That said, I sometimes feel like the process of taking a design idea through the stages to complete garment and then written pattern takes forever! I'm going to admit here that I have serious designer envy! So many designers out there seem to churn out pattern faster than I can even knit a sample. How the heck do they do that? (Clearly they are all stay at home mums with no responsibilities to attend to!* ;-) )
I'm sure that with time and practice the whole process becomes much easier and even faster and the math becomes less daunting. This week I have finished the prototype of a girls dress design that has been bouncing around my head since about January of this year. It has changed a bit from my original sketches and after a few false starts I have a finished garment that turned out exactly as I'd planned. The next step for me is to take this one dress and write up the pattern for a variety of sizes including a few different sleeve options and varying lengths. I want to make this pattern as appealing and as saleable as possible to as many people as possible as I feel like having options makes the finished garment far more versatile and fun to knit.

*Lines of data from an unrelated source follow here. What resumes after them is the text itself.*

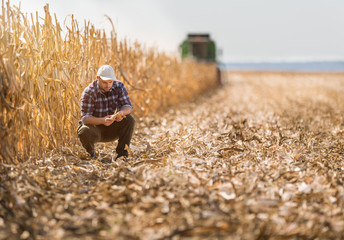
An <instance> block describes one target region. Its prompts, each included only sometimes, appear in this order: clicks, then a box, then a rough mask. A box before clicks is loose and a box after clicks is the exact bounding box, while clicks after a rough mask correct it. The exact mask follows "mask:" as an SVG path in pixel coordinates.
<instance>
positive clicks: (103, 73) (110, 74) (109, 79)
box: [97, 65, 117, 81]
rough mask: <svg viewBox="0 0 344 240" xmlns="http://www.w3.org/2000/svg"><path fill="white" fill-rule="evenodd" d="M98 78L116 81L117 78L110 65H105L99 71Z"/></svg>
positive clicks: (98, 70)
mask: <svg viewBox="0 0 344 240" xmlns="http://www.w3.org/2000/svg"><path fill="white" fill-rule="evenodd" d="M97 76H98V77H100V78H101V79H103V80H114V81H116V80H117V78H116V76H115V71H114V70H113V68H112V67H111V66H110V65H103V66H101V67H100V68H99V69H98V72H97Z"/></svg>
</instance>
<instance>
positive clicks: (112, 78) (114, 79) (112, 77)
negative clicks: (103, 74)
mask: <svg viewBox="0 0 344 240" xmlns="http://www.w3.org/2000/svg"><path fill="white" fill-rule="evenodd" d="M99 77H100V78H101V79H102V80H113V81H116V80H117V78H116V77H115V76H112V77H103V76H99Z"/></svg>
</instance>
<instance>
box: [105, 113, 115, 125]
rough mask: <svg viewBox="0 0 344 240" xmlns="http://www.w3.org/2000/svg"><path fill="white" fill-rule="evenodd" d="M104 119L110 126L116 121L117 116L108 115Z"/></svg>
mask: <svg viewBox="0 0 344 240" xmlns="http://www.w3.org/2000/svg"><path fill="white" fill-rule="evenodd" d="M103 119H104V123H103V124H104V125H105V126H110V125H111V124H112V123H113V122H114V121H115V118H113V115H108V116H106V117H104V118H103Z"/></svg>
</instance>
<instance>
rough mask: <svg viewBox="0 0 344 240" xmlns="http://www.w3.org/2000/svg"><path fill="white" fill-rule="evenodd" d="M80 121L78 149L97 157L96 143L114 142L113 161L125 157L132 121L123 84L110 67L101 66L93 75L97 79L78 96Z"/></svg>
mask: <svg viewBox="0 0 344 240" xmlns="http://www.w3.org/2000/svg"><path fill="white" fill-rule="evenodd" d="M80 102H81V106H80V108H81V121H79V126H78V136H79V139H80V142H81V143H82V146H83V147H84V148H85V149H86V151H87V152H88V153H89V154H90V155H91V157H92V158H97V153H96V151H95V149H94V144H95V143H96V142H110V141H114V140H116V139H118V145H117V148H116V152H117V157H116V159H117V158H119V157H122V156H124V157H128V151H127V150H126V145H128V147H129V144H130V141H131V137H132V135H133V131H134V125H135V120H134V118H133V117H132V116H131V115H130V113H131V112H132V110H133V107H132V105H131V102H130V99H129V96H128V92H127V90H126V88H125V86H124V84H123V83H122V82H120V81H118V80H117V78H116V77H115V72H114V70H113V68H112V67H111V66H109V65H103V66H101V67H100V68H99V70H98V72H97V79H96V80H94V81H93V82H92V83H91V84H90V85H88V86H87V87H86V88H85V90H84V91H83V93H82V95H81V99H80Z"/></svg>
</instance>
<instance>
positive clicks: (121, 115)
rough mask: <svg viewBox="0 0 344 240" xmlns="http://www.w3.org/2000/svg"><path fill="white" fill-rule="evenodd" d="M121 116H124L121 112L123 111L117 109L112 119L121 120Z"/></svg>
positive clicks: (117, 121) (124, 114)
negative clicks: (118, 110) (113, 118)
mask: <svg viewBox="0 0 344 240" xmlns="http://www.w3.org/2000/svg"><path fill="white" fill-rule="evenodd" d="M123 118H125V114H124V113H123V111H119V112H118V113H116V114H114V119H115V121H116V122H120V121H122V120H123Z"/></svg>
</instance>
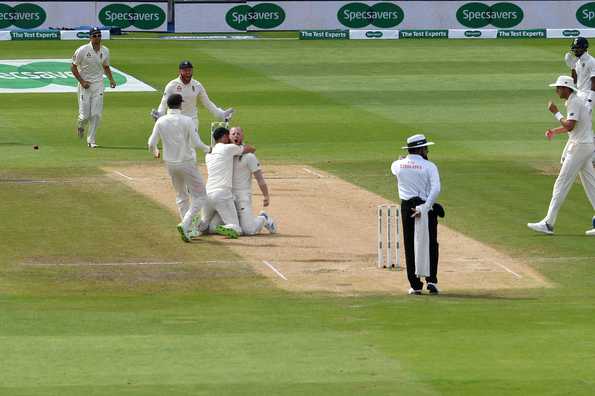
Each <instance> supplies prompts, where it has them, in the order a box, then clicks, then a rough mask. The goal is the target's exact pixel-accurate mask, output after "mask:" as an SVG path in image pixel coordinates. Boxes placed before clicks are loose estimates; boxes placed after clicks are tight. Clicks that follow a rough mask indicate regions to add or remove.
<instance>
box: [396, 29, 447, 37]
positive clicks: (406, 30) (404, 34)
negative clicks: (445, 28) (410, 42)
mask: <svg viewBox="0 0 595 396" xmlns="http://www.w3.org/2000/svg"><path fill="white" fill-rule="evenodd" d="M399 38H402V39H408V38H425V39H443V38H448V29H405V30H399Z"/></svg>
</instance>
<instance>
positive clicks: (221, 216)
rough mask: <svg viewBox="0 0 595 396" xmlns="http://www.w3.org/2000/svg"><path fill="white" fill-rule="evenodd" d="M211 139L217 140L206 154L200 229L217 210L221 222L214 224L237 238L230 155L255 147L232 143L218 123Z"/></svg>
mask: <svg viewBox="0 0 595 396" xmlns="http://www.w3.org/2000/svg"><path fill="white" fill-rule="evenodd" d="M213 139H214V140H215V142H216V144H215V146H214V147H213V149H212V151H211V153H210V154H207V156H206V157H205V163H206V165H207V172H208V174H209V178H208V179H207V197H208V200H207V205H206V206H205V208H204V209H203V217H202V224H201V227H199V231H200V232H204V231H206V230H207V229H208V228H209V224H214V222H213V219H214V217H215V215H216V214H218V215H219V217H220V218H221V220H222V222H223V225H219V226H217V227H216V228H215V230H211V231H215V232H217V233H218V234H221V235H225V236H227V237H229V238H237V237H238V236H239V235H240V234H241V233H242V229H241V228H240V221H239V219H238V213H237V211H236V207H235V205H234V200H233V193H232V182H233V158H234V156H238V155H242V154H248V153H254V151H256V150H255V149H254V147H252V146H249V145H243V146H242V145H236V144H233V143H231V141H230V138H229V130H228V129H227V128H224V127H219V128H217V129H215V131H213Z"/></svg>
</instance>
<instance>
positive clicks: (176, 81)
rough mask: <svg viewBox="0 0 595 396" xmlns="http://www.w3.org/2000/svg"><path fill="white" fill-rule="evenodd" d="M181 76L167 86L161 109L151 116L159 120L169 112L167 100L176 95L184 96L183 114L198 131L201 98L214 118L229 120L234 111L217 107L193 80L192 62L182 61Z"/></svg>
mask: <svg viewBox="0 0 595 396" xmlns="http://www.w3.org/2000/svg"><path fill="white" fill-rule="evenodd" d="M179 70H180V75H179V76H178V78H176V79H174V80H171V81H170V82H169V83H167V85H166V86H165V91H164V92H163V97H162V99H161V103H160V104H159V108H158V109H157V110H155V109H153V110H151V116H152V117H153V118H154V119H155V120H157V119H158V118H159V117H161V116H162V115H163V114H165V111H166V110H167V107H166V106H167V98H168V97H169V96H170V95H172V94H174V93H177V94H180V95H182V98H183V99H184V102H183V103H182V114H184V115H186V116H188V117H190V118H192V120H194V123H195V125H196V129H197V130H198V109H197V107H196V99H197V98H199V99H200V102H201V103H202V105H203V106H204V107H206V108H207V110H209V112H210V113H211V114H213V116H215V117H217V118H218V119H220V120H229V119H231V116H232V115H233V112H234V110H233V109H232V108H229V109H227V110H222V109H220V108H219V107H217V106H216V105H215V104H214V103H213V102H212V101H211V99H209V96H208V95H207V91H206V90H205V88H204V87H203V86H202V84H201V83H200V82H198V81H196V80H195V79H193V78H192V74H193V71H194V68H193V66H192V63H190V61H182V62H181V63H180V66H179Z"/></svg>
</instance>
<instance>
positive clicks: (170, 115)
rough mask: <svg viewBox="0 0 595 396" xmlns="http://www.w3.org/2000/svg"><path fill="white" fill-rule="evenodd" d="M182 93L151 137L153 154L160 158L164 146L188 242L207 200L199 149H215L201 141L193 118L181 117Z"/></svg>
mask: <svg viewBox="0 0 595 396" xmlns="http://www.w3.org/2000/svg"><path fill="white" fill-rule="evenodd" d="M182 103H183V99H182V96H181V95H179V94H173V95H170V96H169V97H168V99H167V105H168V107H169V108H170V110H168V112H167V114H166V115H164V116H163V117H160V118H159V119H158V120H157V122H156V123H155V126H154V127H153V133H152V134H151V137H149V142H148V145H149V151H150V152H151V153H153V154H154V155H155V157H156V158H159V156H160V154H161V153H160V151H159V149H158V148H157V144H158V143H159V141H161V142H162V144H163V160H164V161H165V163H166V164H167V171H168V172H169V175H170V177H171V181H172V184H173V186H174V188H175V190H176V204H177V205H178V211H179V213H180V218H181V219H182V222H181V223H180V224H178V226H177V229H178V231H179V232H180V236H181V238H182V240H183V241H184V242H190V237H191V235H190V233H191V228H192V221H193V219H194V217H195V216H197V215H198V214H199V212H200V210H201V209H202V207H203V206H204V205H205V203H206V201H207V196H206V190H205V184H204V182H203V179H202V176H201V175H200V173H199V172H198V169H197V167H196V151H195V149H196V148H199V149H201V150H203V151H204V152H205V153H208V152H209V151H210V149H211V147H210V146H207V145H206V144H204V143H203V142H202V141H201V140H200V136H199V135H198V132H197V130H196V127H195V126H194V122H193V121H192V119H191V118H190V117H187V116H185V115H183V114H181V111H180V107H181V105H182Z"/></svg>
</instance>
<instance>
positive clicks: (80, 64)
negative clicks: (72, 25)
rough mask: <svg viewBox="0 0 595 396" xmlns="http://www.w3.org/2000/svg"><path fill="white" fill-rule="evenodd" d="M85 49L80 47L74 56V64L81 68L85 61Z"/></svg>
mask: <svg viewBox="0 0 595 396" xmlns="http://www.w3.org/2000/svg"><path fill="white" fill-rule="evenodd" d="M82 58H83V47H79V48H78V49H77V50H76V51H74V55H72V64H74V65H77V66H80V65H81V61H82V60H83V59H82Z"/></svg>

Knitting the sample really is the easy part. Trusting that the math works and that the graded sizes will also look great and fit well, well that is a giant leap of faith for me! Trusting that I can actually do the math is also a giant leap of faith! (Oh, if Mrs Denham could see me now! haha)
Another hurdle is working out how much yardage each size will take. Knitters need this information before they knit a pattern to know how much yarn to buy (or dig out of deep stash) After driving myself almost crazy on this one, I found this link which outlines a really easy way to calculate the yardage. At first glance, all those number made my eyes glaze over, but once I sat down and worked through it I was astounded at how simple it is. I drew a rough schematic with all the sizes and measurements and was able to apply Kristen's formula and it works! Magic!
* disclaimer: Please don't launch an assault at me! While I am envious that you may get to stay at home, I don't think for a second that you actually get to knit all day. If you do, then I hate you and I may kidnap you and force you to be my knitting slave.